AFTD: Cosa diresti del tempo necessario per ottenere una diagnosi? Ci sono voluti diversi anni. Avresti voluto saperlo prima piuttosto che dopo?
Dottor Stern: Ho gestito abbastanza bene le mie attività quotidiane fino alla metà del 2021, quando le cose sono progredite notevolmente. Da lì mi è stata diagnosticata in meno di un anno. Ma sono un medico e un chirurgo. La persona media là fuori che non conosce personalmente i neurologi, potrebbe trovarsi di fronte al problema di avere un medico che non è veramente istruito sulla FTD. Oppure potrebbero avere familiari che dicono loro: “Oh, stai solo invecchiando; si prevede un certo calo”. Oppure non c'è nessun neurologo dove vivono e devono guidare da 100 a 200 miglia per vederne uno. Oppure la loro assicurazione non copre i test di cui hanno bisogno. Tutti questi sono problemi diversi, sfortunati e complicati.

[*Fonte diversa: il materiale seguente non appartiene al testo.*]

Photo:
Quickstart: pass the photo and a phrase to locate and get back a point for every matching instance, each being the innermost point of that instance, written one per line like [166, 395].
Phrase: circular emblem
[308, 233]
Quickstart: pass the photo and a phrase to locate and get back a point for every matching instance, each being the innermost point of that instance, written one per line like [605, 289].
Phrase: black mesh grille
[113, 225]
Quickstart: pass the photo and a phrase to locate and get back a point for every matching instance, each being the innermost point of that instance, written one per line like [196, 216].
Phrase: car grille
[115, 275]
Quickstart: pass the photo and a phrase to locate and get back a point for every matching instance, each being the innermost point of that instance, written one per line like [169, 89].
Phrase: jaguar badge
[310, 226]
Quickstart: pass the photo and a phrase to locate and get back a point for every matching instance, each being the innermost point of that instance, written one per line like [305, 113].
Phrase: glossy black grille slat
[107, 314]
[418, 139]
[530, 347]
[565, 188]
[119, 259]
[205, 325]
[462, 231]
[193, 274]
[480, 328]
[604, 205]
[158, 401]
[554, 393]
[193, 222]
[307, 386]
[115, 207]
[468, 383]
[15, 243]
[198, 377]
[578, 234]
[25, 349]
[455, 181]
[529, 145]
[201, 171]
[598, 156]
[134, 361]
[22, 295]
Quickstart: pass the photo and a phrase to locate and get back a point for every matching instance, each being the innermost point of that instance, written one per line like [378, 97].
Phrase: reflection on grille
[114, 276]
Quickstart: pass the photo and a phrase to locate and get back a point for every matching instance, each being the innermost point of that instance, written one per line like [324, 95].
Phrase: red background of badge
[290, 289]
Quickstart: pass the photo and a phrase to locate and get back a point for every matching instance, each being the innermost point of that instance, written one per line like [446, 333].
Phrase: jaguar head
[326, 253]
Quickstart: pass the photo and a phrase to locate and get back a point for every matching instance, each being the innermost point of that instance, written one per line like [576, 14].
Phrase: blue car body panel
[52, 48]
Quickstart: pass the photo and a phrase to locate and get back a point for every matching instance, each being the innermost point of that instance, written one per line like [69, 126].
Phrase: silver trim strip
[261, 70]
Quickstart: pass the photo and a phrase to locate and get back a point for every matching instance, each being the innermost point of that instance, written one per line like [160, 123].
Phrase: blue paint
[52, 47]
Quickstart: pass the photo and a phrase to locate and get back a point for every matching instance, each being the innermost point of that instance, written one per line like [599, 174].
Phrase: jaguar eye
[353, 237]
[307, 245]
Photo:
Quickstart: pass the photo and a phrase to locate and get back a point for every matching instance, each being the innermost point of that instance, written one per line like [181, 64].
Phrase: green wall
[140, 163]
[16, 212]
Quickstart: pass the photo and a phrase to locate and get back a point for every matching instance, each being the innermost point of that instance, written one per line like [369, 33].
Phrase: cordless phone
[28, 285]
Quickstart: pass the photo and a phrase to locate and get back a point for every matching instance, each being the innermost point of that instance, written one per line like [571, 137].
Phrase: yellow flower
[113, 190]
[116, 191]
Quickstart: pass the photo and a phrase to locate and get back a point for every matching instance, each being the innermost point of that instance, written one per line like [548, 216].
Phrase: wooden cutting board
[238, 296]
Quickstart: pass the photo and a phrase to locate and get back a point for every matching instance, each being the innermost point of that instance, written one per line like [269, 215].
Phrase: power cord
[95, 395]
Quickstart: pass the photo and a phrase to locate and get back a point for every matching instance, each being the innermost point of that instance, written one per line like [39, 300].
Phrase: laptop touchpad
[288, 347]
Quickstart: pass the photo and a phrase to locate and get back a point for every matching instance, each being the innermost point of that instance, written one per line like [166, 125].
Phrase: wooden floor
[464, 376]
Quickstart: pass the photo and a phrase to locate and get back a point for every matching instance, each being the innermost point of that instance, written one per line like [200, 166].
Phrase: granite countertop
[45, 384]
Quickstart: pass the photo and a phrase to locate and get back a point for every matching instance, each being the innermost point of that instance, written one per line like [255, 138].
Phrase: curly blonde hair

Avere qualcuno che partecipi alle tue cure o che ti rappresenti quando vai a questi appuntamenti medici è molto vantaggioso. Lo stesso vale per il fatto che tenevo un diario per registrare i miei cambiamenti. E se non avessi spinto per quella PET, non sarebbe stata fatta. Se i pazienti non hanno qualcuno con loro quando vengono visitati o valutati, potrebbero facilmente essere indotti a non sottoporsi ai test necessari. Quella persona può dire al medico: “Guarda, sta vivendo questo e quest’altro – ecco perché siamo qui”. Personalmente so che se non avessi insistito sul fatto che c'era un problema, la mia FTD non sarebbe stata diagnosticata.